RÉPUBLIQUE DOMINICAINE
L’Église catholique et Trujillo
QUELS genres de liens Trujillo entretenait-il avec l’Église catholique ? Un analyste politique a expliqué : « En République dominicaine, durant la longue ère de Trujillo (1930–1961), l’Église et l’État marchaient la main dans la main : le dictateur favorisait l’Église, et en retour, l’Église soutenait le régime. »
En 1954, Trujillo s’est rendu à Rome et a signé un concordat avec le pape. « L’Église dominicaine est très largement pro-Trujillo, a écrit son ancien confident, Germán Ornes, et ce [concordat] assure un soutien considérable au “Chef” [Trujillo]. Les membres du clergé, qui ont à leur tête les archevêques Ricardo Pittini et Octavio Beras, sont parmi les plus grands propagandistes du régime. »

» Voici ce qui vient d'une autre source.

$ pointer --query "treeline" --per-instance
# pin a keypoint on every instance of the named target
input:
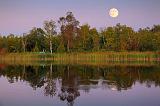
(75, 38)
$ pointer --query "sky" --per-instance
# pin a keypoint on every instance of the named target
(20, 16)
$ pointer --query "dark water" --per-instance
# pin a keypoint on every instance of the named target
(79, 85)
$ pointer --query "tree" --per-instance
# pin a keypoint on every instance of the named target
(68, 27)
(50, 28)
(36, 36)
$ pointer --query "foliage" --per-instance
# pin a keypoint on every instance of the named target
(75, 38)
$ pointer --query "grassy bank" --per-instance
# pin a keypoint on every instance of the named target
(90, 58)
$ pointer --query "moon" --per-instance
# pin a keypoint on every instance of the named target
(113, 12)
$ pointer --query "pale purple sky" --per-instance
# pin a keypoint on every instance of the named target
(19, 16)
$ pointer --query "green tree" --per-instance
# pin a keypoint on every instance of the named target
(68, 27)
(50, 28)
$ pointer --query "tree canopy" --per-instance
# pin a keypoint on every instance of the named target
(73, 37)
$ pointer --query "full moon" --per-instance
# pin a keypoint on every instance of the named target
(113, 12)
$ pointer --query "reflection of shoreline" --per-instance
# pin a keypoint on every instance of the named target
(65, 82)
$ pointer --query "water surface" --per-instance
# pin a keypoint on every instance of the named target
(68, 85)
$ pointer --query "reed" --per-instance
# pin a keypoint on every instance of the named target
(83, 58)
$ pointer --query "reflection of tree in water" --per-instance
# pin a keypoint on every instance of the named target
(69, 89)
(66, 81)
(50, 88)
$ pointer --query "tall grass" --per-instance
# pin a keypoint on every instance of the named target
(84, 58)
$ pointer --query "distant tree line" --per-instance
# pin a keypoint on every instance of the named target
(75, 38)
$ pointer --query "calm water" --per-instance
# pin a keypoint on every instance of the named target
(79, 85)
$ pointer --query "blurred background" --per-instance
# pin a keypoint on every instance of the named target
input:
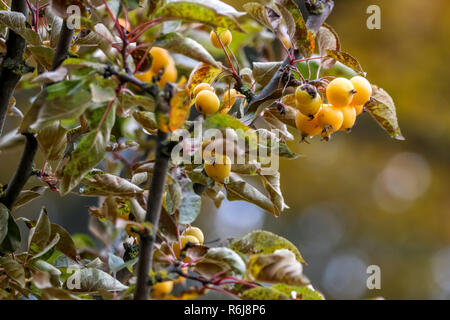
(361, 199)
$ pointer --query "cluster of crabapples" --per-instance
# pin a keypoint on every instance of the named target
(192, 236)
(346, 99)
(163, 65)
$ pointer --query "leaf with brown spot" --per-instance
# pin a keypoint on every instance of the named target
(382, 108)
(180, 105)
(263, 14)
(13, 269)
(346, 59)
(202, 73)
(278, 267)
(327, 38)
(52, 140)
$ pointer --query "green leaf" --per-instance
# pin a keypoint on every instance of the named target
(57, 294)
(190, 202)
(89, 152)
(43, 54)
(147, 120)
(45, 267)
(26, 196)
(177, 43)
(212, 12)
(264, 71)
(100, 37)
(106, 184)
(202, 73)
(272, 185)
(103, 90)
(382, 108)
(216, 196)
(225, 121)
(346, 59)
(264, 242)
(95, 280)
(126, 103)
(13, 269)
(17, 22)
(4, 216)
(12, 240)
(285, 152)
(302, 293)
(327, 38)
(65, 100)
(65, 244)
(279, 266)
(301, 39)
(48, 247)
(263, 14)
(220, 259)
(40, 234)
(264, 293)
(239, 190)
(52, 140)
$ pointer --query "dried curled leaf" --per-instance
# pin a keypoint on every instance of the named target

« Chaque fois que l’occasion se présente, a ajouté Ornes, le pape envoie ses salutations amicales à Trujillo. [...] En 1956, durant le Congrès de la culture catholique qui s’est tenu à Ciudad Trujillo et qui a été financé par [Trujillo], le cardinal Francis Spellman, représentant particulier du pape, était porteur d’un message chaleureux. Il a fait le voyage depuis New York et a été reçu en grande pompe par le généralissime [Trujillo] lui-même. Le lendemain, leurs embrassades faisaient la une de tous les journaux dominicains. »
En 1960, la revue Time rapportait : « Jusqu’à maintenant, Trujillo et l’Église sont en bons termes. L’archevêque Ricardo Pittini, primat des Amériques, a aujourd’hui 83 ans et est aveugle, mais il y a quatre ans, il a adressé une lettre au New York Times louant Trujillo et disant que “ce ‘dictateur’ est aimé et honoré par son peuple”. »

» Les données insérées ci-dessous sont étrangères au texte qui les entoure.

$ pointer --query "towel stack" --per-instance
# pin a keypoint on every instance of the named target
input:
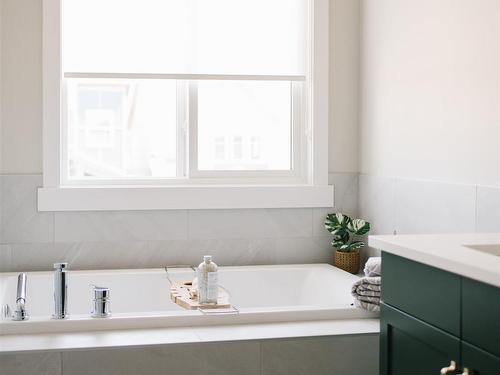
(366, 291)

Toutefois, le climat politique a commencé à changer, et l’Église catholique, qui avait soutenu fidèlement la cruelle dictature de Trujillo pendant une trentaine d’années, est allée là où le vent tournait. L’analyste politique cité plus haut a fait ce commentaire : « L’opposition à la dictature s’intensifiait et certains ont tenté d’établir une démocratie dans le pays. Par conséquent, l’Église, qui entretenait depuis longtemps d’excellentes relations avec Trujillo, a été forcée de revoir sa position. »
Finalement, en 2011, l’Église s’est vue obligée de présenter ses excuses au peuple dominicain. Le journal Dominican Today rapportait cet extrait d’une lettre pastorale : « Nous reconnaissons que nous avons commis des erreurs et que nous avons parfois manqué à notre foi, à notre vocation et à nos responsabilités. C’est pourquoi nous demandons pardon et supplions tous les Dominicains de faire preuve de compréhension et d’indulgence envers nous. »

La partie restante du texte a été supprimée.